To say that Julia shines is praise without much context. Certainly the code you list could be trivially transcribed into ANSI Common Lisp (dating back to 1984, with earlier precursors) and though I am mostly unschooled in Python, I assume there are comparable features. Python, I gather, has the disadvantage of being slow (except Cython?), but Common Lisp implementations are generally distributed with compilers built in.
There is a bigger problem with your example, nice as it is. Almost a fallacy. There are several ways to look at it.
(1) You can declare success at a task by modifying the task to something you can succeed at doing. That is, deliberately or accidentally (or humorously) misconstrue the task as something easier.
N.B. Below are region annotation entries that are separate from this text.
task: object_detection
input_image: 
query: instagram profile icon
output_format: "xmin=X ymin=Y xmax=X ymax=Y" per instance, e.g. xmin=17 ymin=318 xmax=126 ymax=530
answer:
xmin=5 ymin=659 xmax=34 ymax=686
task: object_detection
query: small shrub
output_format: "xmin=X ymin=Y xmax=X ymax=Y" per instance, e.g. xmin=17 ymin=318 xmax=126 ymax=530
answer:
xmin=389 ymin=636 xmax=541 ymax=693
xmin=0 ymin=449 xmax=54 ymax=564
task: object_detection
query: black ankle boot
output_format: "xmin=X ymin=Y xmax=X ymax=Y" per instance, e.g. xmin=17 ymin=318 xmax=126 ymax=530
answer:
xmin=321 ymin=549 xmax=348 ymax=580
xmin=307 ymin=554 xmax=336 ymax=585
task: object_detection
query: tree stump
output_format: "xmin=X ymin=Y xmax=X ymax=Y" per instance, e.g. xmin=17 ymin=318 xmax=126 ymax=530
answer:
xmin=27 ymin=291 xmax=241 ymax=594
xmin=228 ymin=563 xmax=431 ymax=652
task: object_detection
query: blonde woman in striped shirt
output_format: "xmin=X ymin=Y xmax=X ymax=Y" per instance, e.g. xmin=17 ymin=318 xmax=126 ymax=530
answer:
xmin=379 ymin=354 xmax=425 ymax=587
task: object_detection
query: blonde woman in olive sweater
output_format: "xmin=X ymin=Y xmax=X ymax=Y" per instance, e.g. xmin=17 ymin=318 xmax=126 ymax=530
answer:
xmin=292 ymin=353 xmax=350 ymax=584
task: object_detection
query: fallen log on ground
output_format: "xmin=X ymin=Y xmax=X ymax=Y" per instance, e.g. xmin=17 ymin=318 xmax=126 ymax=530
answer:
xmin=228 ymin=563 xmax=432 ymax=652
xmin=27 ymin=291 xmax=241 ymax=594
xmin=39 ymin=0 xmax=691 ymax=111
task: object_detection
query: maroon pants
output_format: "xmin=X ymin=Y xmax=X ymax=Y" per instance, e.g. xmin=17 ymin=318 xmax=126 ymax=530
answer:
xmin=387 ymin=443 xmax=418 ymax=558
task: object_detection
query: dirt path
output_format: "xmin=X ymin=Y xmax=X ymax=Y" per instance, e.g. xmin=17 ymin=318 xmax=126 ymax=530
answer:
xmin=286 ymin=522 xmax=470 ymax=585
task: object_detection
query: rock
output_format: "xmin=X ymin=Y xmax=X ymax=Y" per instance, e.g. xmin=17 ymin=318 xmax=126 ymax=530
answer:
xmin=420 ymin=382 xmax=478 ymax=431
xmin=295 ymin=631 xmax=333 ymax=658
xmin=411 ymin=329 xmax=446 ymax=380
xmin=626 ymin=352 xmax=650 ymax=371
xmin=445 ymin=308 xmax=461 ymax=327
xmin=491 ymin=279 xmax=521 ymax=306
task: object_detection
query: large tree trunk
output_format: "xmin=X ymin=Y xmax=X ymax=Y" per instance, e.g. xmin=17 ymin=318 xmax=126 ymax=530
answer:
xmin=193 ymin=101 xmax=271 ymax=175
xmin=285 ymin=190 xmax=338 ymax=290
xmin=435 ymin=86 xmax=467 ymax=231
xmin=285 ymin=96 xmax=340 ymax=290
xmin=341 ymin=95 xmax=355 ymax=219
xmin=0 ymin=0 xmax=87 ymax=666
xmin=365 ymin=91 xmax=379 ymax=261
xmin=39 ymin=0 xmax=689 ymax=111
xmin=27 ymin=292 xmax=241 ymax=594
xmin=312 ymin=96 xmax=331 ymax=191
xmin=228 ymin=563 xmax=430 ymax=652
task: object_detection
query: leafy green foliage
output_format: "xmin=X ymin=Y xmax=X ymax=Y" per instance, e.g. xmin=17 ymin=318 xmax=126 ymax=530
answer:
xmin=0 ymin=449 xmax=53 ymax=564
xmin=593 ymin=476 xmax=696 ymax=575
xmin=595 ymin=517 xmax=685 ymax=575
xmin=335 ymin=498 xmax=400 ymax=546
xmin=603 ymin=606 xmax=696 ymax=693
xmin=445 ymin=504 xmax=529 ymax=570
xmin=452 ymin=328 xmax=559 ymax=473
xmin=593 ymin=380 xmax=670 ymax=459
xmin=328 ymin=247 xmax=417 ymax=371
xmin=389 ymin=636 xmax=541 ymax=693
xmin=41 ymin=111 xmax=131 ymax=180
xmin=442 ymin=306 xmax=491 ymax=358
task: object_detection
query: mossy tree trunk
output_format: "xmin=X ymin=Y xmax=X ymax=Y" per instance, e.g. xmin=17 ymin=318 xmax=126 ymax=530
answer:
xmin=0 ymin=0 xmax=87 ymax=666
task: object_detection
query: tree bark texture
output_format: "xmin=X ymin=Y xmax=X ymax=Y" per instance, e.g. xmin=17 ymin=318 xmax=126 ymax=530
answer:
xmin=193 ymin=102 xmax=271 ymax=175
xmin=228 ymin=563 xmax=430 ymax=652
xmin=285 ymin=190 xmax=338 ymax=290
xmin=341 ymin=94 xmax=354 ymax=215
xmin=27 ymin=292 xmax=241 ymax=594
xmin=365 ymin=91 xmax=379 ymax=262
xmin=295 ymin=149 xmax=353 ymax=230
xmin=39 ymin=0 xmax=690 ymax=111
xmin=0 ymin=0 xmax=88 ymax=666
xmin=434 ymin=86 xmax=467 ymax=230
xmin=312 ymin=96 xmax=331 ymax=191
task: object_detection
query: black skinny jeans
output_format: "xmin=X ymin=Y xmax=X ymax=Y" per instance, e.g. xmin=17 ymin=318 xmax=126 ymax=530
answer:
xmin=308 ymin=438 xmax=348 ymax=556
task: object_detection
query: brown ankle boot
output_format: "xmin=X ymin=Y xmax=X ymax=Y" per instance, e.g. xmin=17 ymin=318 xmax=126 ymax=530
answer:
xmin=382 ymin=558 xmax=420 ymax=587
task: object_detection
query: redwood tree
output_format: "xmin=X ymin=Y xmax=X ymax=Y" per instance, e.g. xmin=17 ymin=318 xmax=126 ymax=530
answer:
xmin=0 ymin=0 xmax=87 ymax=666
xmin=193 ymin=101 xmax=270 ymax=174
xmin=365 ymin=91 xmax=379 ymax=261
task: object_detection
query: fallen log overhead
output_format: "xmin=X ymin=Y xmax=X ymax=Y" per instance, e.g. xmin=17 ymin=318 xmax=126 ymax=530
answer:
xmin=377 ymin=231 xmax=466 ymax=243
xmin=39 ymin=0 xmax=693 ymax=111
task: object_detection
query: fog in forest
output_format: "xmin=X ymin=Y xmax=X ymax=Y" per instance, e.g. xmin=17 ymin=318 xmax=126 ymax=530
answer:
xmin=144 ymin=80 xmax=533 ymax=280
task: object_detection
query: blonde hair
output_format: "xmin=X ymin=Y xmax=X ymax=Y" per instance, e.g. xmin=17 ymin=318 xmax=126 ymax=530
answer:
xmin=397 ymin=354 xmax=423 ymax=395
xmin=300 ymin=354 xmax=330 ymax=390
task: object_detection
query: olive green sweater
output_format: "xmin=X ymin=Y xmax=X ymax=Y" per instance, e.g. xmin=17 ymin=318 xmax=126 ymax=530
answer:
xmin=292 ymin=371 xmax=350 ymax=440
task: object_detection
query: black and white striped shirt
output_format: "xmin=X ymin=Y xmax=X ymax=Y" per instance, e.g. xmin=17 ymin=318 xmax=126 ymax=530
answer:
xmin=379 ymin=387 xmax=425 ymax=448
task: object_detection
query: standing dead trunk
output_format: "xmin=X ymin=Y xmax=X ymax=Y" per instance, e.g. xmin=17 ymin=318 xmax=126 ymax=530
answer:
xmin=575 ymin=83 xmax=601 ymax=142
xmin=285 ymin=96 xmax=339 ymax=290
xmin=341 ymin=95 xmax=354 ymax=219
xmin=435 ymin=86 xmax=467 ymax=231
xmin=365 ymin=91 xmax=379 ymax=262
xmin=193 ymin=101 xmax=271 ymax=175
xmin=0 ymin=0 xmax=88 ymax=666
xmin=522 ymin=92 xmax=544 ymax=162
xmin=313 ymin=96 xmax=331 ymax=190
Here’s an example, from Monty Python, How to Play the Flute
(2) Assuming that finding simple solutions to simple parts of a complicated problem will lead to simple solutions to the difficult parts. (In this case, disregarding the evidence that – historically at least – working on solving those complicated problems has involved many clever people writing hundreds of thousands of lines of code, using tools that were, all-in-all, not necessarily inferior in capability from what you have in Julia.) To be specific, if it could be done easily, why are these programs (Mathematica, Maple, Maxima, Axiom, …) .so large? Is it plausible to believe that they are large because they were not written in Julia? I suspect that for most large projects, typically done for Lisp system building, and certainly for most of the CAS in Lisp, C, C++, … – the first order of business is to build a language support that includes what is needed to make the programmers’ tasks simpler. This could be writing macro definitions, defining structures, setting up generic definitions, writing parsers, etc. So a claim that Julia is somehow superior for writing a CAS lacks the context of “compared to …”. Maple was written in Margay, an extension of C. Axiom was written in SPAD, implemented in Lisp. Maxima has a mixture of methods, but data-directed dispatch was there from the beginning.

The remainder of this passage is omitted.